第29話・魔王様、勇者に教える。

「――行きます」



勇者こと――ティアは一対一でグリーン・ボアに向き合っていて、獣人の子供達が見せたような連携は取れない。



この状況を望んだのはティア本人であり、これまでの狩猟もこうして1人で行なっていたのだという。



しかし、剣を構えるティアの姿はどこかぎこちない。



「大丈夫なのか?」



その姿はキースが心配するように、何かに怯えている様子にも見えた。



ブヒィィィィィッ



ティアが向けた敵意にグリーン・ボアが気づき、先制攻撃として突進をしてくる。



すると、キースの心配通り、ティアの動きがおかしくなる。



「・・・か、体が・・・」



突進が迫ってくる中で、ティアは何故か動かないでいた。



正確には足が震えて動けないでいたのだ。



「な、何で・・・」



ティア自身にもその理由がわかっておらず、焦りが見える。



「――何をしている」



すると、動けないでいるティアの様子を見て、その前にキースが立ちはだかった。



ドンッという鈍い音と共にグリーン・ボアの突進が止まる。



キースが片手で突進を止めたのだ。



普通の人では不可能なことだが、あのままではティアが危なかったから仕方なく加勢した。



「・・・ご、ごめんなさい」



その瞬間、ティアは力なく地面に座り込んだ。



その姿はキラー・タイガーに襲われている時の姿を連想させる。



「そうか・・・」



キースはその姿を見て、あることに気づいた。



勇者と称えられていても、中身は人であり、少女であるということ。



ティアはキラー・タイガーとの戦いで死の瀬戸際を体験している。



その恐怖は簡単に消えるものではなく、頭では整理できたつもりでも、体が拒絶する。



今のティアのように魔物が迫ってきたりすると、体が動かなくなったりするのだろう。



ティア自身、自覚はないかもしれないが、1人で狩猟を行なっていた人が、突然同行を志願している時点で予兆があったのだ。

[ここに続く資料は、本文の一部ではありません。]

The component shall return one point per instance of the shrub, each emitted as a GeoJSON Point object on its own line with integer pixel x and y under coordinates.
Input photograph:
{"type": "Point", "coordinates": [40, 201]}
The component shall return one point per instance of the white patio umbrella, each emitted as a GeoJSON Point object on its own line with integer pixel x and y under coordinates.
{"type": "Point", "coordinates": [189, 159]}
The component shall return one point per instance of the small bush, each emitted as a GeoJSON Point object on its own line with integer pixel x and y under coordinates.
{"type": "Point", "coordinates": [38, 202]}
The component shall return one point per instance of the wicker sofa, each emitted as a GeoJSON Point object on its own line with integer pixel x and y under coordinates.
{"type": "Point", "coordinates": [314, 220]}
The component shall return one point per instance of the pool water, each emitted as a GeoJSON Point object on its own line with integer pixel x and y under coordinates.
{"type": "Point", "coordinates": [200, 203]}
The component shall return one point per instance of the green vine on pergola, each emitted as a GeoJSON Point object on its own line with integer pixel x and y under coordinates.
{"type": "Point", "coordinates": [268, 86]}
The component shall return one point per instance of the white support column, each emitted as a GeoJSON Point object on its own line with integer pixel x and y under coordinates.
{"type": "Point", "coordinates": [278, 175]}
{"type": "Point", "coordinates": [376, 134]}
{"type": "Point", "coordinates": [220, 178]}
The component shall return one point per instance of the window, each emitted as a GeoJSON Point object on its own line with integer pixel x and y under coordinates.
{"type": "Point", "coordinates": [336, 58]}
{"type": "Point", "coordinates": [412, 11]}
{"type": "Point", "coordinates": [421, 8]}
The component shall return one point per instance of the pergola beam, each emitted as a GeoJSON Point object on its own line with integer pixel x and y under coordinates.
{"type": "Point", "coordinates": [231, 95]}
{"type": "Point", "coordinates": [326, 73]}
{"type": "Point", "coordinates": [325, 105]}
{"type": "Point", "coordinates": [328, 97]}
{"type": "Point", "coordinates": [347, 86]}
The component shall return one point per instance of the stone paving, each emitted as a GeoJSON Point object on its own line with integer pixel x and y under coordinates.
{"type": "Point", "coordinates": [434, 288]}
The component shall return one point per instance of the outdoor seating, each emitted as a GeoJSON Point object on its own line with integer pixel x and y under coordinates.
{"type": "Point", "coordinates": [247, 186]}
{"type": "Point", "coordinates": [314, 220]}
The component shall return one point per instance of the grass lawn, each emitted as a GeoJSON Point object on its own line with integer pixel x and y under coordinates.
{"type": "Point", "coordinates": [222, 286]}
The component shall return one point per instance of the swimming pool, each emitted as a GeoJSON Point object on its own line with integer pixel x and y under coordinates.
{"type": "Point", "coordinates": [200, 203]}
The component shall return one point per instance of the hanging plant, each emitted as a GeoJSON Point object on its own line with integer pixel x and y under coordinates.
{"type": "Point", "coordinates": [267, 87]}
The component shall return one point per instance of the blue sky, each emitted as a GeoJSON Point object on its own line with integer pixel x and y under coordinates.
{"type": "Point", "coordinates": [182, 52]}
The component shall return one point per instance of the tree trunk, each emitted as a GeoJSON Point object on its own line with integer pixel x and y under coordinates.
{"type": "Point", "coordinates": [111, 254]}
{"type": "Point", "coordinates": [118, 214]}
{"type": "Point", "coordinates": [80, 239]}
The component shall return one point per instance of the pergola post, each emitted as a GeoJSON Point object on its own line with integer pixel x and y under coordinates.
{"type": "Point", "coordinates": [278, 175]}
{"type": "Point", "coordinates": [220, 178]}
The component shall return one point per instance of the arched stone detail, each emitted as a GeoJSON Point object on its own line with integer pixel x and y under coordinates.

人間ではないキース達、魔族にはわからない感覚であり、すぐに気づけなかった。



しかし、このままではまずい状況であり、勇者として戦えなくなってしまう可能性がある。



勇者を育てるために人間界まできているキースは困る。



「見ていろ」



そこで、キースは空いている片手に真っ黒い剣を生成する。



そして、突進を受け止めていた片手を離すと、そのまま流れるように回避。



避けた瞬間に握っていた剣を振り回して、グリーン・ボアの肉体を切り裂いていく。



ブヒィッ・・・



それはすごい早業であり、グリーン・ボアはすぐに倒れるように絶命していた。



「すごい・・・」



「勇者ならあれぐらいのことはできるようになる」



キースはティアに魔物は怖いものではないと思わせるために、誰でも真似ができる技で討伐したのだ。